The third image is not really an ad at all, just a promotial picture for The Sarah Connor Chronicles TV series from some newssite.

Those who know their semiotics, or the basics of visual communication, the most basic composition of a picture is triangular. This makes the image more dynamic, moving, interesting. There are leading lines or elements which are subtly formed triangularily, old paintings help with this with extended arms, gazes at specific characters etc.

The picture in question is rather genially composed:

I don’t know about you, but I’m a generic man, and the things that interest me in the context of pretty women are not so hard to guess, so my trail of sight went a bit like this:

First a cute girl, gun, tits, ass, nice older girl, tits, and oh, someone John Connor, who is stading behind the other important elements involved with in the series.
The main character wasn’t John Connor, they were Summer Glau’s tits and ass.

[EDIT] Okay, I could do some use and actually analyze the denotative side for those who are interested.
Glau is holding a very big and a smaller firearm, so she obviously is shooting often. Heady has only one small firearm, so she shoots, but not much. Just to make a point. Dekker obviously doesn’t have to shoot, so he doesn’t hold on to anything.
Glau is facing right to “open” the picture onto the right and also facing Dekker, who she is guarding. Also her ass is in clear view. Heady is standing in front and with her back against Dekker to protect him. She leans to the center of the picture to “close” the composition.
Glau is in a stance to give her movement, also is Dekker, and he’s walking towards the viewer from the back, to “face his future” or something.
Glau looks straight into the viewer, maybe to challenge them. Her eyes have strong make-up to catch the first glance of the viewer (contrast). Dekker is also watching the viewer a bit challegingly, but also mischievously, or rebelliously. Heady looks a bit askance, can’t figure out why.
The lights are highlighting Glau’s breasts and ass, also Heady’s breasts. Dekker is highlighted from the both sides symmetrically to emphase the center position.
Their clothes have the same color for aesthethic purposes, the light at the back could maybe signify a bomb, a sunrise (hope) or the future (sci-fi always has flashing lights).
And a lense flare.
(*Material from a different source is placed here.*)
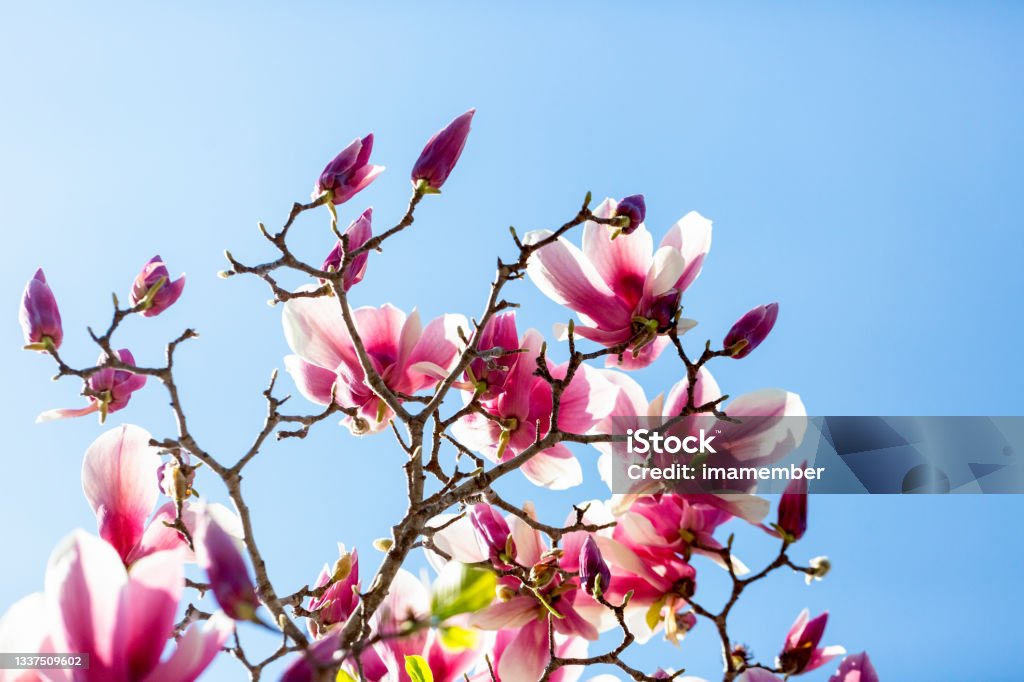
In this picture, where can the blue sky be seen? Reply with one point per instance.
(862, 166)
For the coolness.[/EDIT]

 

Epilogue

But surprisingly, yesterday I noticed an ad I actually like.
It was Valio’s ad about their main product line; milk.
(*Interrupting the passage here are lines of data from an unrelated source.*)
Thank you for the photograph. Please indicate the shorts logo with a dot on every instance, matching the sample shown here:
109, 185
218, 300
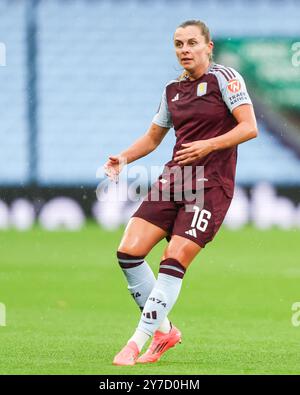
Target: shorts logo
234, 86
202, 89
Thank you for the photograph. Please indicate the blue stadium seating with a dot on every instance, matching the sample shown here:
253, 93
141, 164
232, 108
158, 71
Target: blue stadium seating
102, 66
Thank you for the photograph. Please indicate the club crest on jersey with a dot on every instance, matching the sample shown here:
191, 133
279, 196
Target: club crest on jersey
234, 86
201, 89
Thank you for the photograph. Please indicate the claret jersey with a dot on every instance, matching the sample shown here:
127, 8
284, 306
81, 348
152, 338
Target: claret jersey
200, 110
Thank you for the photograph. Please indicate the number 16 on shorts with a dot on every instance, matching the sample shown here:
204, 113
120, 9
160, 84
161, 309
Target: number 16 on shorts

The denotative side (what you see) shows a high-key closeup photo of milk with different things one ususally sweetens it up with, here strawberries.
The connotative side (what it says) is actually very subtle and honest, almost innocent.

It doesn’t tell you “buying this will make you happy/beautiful/popular“, it just wakes a craving for a very traditional form of sweetness, which has always existed in you.
And the minimalist layout is very aesthetic.